The tense of the verb translated “has become” describes a future event that is so certain that it can be spoken of as if it had already taken place. Heaven rejoices as if the long-anticipated day when Christ will establish His kingdom had already arrived, although some time on earth must elapse before that actually happens. The phrase “the kingdom of our Lord and of His Christ” emphasizes two realities. “Lord” usually refers to Jesus throughout the New Testament, while in Revelation it more often refers to God the Father, emphasizing their equality of nature. This phrase also describes the kingdom in its broadest sense, looking forward to divine rule over the creation and the new creation. No differentiation is made between the earthly millennial kingdom and the eternal kingdom. At the end of the thousand years, the millennial kingdom will merge with the eternal kingdom, in which Christ will reign forever and ever.

Zeroing in on one particular group in heaven offering praise, John notes that the twenty-four elders fell on their faces (5:8, 14; 7:11; 19:4) and worshiped God. As representatives of the glorified, raptured church, these elders had been eagerly waiting for Christ to take back the earth from Satan. Their joyous cry of praise is filled with gratitude: “We give You thanks, O Lord God, the Almighty, who are and who were, because You have taken Your great power and have begun to reign” and reflects their exhilaration that their prayers for the kingdom to come have been answered.

The elders’ praise focused on three of God’s attributes. “Almighty” describes God’s sovereign, omnipotent power. Nine of its ten New Testament uses are in Revelation (1:8; 4:8; 11:17; 15:3; 16:7, 14; 19:6, 15; 21:22). It has the sense of God exercising His all-encompassing will by means of His irresistible power. The phrase “who are and who were” expresses God’s eternity. As the living God, He had no beginning and will have no end.

The elders also praised God for His sovereignty, because He had “taken His great power and … begun to reign.” The verb translated “have taken” signifies the permanence of God’s sovereign rule.

All attempts to equate this glorious reign of Christ over the whole earth with any past event or with the church is contradictory to the clear future teaching of Scripture, including especially this passage. There is no way this text can be fulfilled except by the universal reign of Jesus Christ over the whole earth, as the prophets had for so long predicted.

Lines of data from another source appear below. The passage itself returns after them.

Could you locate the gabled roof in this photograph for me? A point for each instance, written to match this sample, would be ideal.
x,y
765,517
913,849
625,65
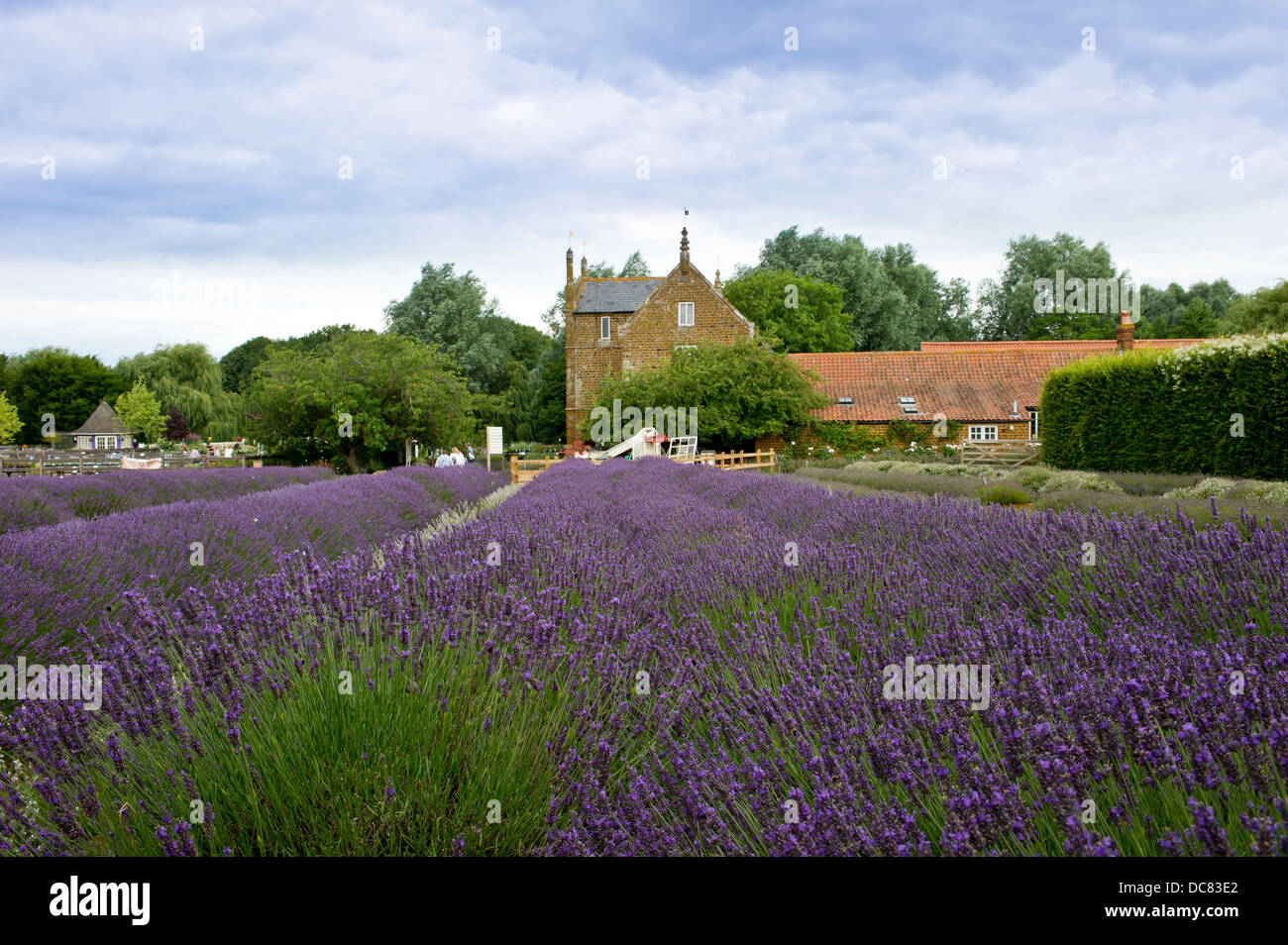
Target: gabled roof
x,y
613,295
966,385
103,420
1093,347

"And the nations were enraged..." (Rev. 11:18a)

The seventh trumpet vision reveals that the nations were defiant and enraged at the prospect of Christ’s kingdom being established over the whole earth. The verb translated “were enraged” suggests a deep-seated, ongoing hostility. This was not just a momentary emotional fit of temper but a settled burning resentment against God. Eventually, they will assemble armies to fight God (16:14, 16; 20:8–9). With no desire to repent of sin, angry resentment and hostility against heaven will drive the nations to gather for their destruction at Armageddon (cf. Psalms 2:1, 5, 12; Acts 4:24–29).

The divine judgments people will experience during the tribulation should cause them to turn from their sins and submit to God. Tragically, however, even under such frightening judgment and warnings of eternal hell, most of them will refuse to repent and will instead harden their hearts (note Romans 2:1–10, which teaches that men refuse to repent in spite of God’s goodness). The unbelieving world will apparently reach that point at the final outpouring of God’s wrath during the events of the seventh trumpet (16:9, 11). Their rage and hostility toward God will reach a fever pitch, and they will gather to fight against Him at the battle on the plain of Megiddo (16:14, 16). By then they will be beyond the day of grace. There will be no salvation at Armageddon. The world’s desperate, last-ditch effort to keep Christ from establishing His kingdom will fail and they will be utterly destroyed.